The introduction of Regulation Best Interest (Reg BI) by the SEC has major implications, both good and bad, for registered investment advisors (RIAs) and broker-dealers). Affecting both parties, the goal is to develop an overall understanding and initiative to provide recommendations in the best interest of clients. Here we will discuss the intended consequences and the possible unintended consequences which may, in some ways, actually adversely affect the end client.

Overview Of Reg BI
According to FINRA, the SEC’s Regulation Best Interest (Reg BI) “establishes a best interest standard of conduct for BDs and associated persons when they make a recommendation to a retail customer of any securities transactions or investment strategy involving securities, including recommendations of types of accounts.” The primary change under Reg BI is that the SEC now requires BDs and RIAs to fill out a “Form CRS” containing an obligation to explain the nature of their relationship and services, fees and costs, and their conflicts of interest and standard of conduct.

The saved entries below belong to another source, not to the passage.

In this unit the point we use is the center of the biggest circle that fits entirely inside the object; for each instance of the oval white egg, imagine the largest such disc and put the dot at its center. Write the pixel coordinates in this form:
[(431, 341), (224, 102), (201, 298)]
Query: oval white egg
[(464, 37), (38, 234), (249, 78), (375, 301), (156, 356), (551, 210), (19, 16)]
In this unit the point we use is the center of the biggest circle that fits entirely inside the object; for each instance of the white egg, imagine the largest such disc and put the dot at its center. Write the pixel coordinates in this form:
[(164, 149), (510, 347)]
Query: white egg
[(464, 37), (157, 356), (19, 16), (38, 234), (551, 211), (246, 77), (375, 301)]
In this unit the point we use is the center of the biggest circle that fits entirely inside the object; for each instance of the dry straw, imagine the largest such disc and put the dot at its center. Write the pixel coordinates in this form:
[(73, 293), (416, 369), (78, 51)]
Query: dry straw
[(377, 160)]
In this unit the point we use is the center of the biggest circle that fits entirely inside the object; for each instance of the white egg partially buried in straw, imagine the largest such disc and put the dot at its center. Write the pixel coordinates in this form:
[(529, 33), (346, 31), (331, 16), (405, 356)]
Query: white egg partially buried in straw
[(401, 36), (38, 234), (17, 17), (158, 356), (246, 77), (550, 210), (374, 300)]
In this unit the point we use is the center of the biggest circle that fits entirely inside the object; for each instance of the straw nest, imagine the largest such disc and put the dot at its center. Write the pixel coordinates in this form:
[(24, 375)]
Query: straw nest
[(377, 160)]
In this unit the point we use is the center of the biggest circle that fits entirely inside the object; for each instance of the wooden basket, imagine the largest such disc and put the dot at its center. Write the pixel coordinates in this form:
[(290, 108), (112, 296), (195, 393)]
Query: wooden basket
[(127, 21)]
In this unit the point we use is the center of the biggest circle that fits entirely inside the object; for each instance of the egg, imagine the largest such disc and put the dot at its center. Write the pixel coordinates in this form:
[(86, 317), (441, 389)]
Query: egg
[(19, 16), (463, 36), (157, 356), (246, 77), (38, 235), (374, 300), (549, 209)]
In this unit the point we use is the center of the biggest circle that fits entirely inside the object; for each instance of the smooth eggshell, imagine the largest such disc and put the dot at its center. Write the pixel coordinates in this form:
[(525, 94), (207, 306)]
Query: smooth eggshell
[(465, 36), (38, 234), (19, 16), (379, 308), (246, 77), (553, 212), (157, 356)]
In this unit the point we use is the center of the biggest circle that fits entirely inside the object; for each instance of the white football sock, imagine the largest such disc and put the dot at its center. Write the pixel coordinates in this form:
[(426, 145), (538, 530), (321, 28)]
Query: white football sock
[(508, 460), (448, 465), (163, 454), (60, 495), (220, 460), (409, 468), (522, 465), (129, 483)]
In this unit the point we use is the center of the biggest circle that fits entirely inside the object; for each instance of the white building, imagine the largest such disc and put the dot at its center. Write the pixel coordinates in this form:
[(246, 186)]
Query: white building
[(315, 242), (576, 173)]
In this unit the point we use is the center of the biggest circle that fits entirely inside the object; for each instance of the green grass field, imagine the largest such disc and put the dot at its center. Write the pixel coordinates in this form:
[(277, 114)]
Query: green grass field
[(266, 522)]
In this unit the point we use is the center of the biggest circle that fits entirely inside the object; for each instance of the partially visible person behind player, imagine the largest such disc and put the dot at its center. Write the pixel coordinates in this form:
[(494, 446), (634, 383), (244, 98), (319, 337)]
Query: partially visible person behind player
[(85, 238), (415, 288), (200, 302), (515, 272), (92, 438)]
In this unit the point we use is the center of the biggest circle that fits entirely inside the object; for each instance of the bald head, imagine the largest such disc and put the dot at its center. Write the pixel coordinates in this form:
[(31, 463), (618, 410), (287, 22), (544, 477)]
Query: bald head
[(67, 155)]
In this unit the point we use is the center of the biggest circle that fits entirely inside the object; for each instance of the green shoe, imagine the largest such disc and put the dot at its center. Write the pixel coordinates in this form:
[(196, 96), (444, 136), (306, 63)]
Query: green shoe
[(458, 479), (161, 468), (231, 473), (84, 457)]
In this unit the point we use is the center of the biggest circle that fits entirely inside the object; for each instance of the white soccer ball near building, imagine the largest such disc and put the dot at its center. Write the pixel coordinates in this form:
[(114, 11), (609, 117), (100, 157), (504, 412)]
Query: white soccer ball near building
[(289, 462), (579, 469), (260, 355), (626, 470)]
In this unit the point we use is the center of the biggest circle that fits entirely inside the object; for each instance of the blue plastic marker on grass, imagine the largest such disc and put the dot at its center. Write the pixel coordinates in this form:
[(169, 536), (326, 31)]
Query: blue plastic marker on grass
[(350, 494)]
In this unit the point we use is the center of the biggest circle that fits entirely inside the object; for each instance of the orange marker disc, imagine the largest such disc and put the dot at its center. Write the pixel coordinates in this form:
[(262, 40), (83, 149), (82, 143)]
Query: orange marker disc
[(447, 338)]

With that said, state regulators will be monitoring the adjustments made by firms with respect to the requirements set out under Reg BI.

In summary, Reg BI has four main mandated components that BDs and SEC registered RIAs must comply with, according to an article by securities attorney Scott Furst, which include:
·  Introduction
·  Relationship and services
·  Fees, costs, conflicts and standard conduct
·  Disciplinary history

Benefits Of Reg BI For Retail Investors
The major benefit for retail investors under Reg BI is the fact that it goes the extra mile in an attempt to protect clients by requiring disclosure and aims to ensure a product is really in their best interest.

In terms of conflicts of interest, a 2019 survey showed that “41% of firms had no policies or procedures, 70% had no internal enforcement committees or officers and 76% didn’t have any conflict registers identifying them in detail,” according to recent surveys by NASAA.

However, Andrea Seidt, chair of a Reg BI implementation committee mentioned that it “will likely cause some BDs to stop selling the more complex products” according to an article by Tobias Salinger, which can actually be seen as a major downside of Reg BI. More complex products are not for everyone, but in reality, they can be of great value to many clients.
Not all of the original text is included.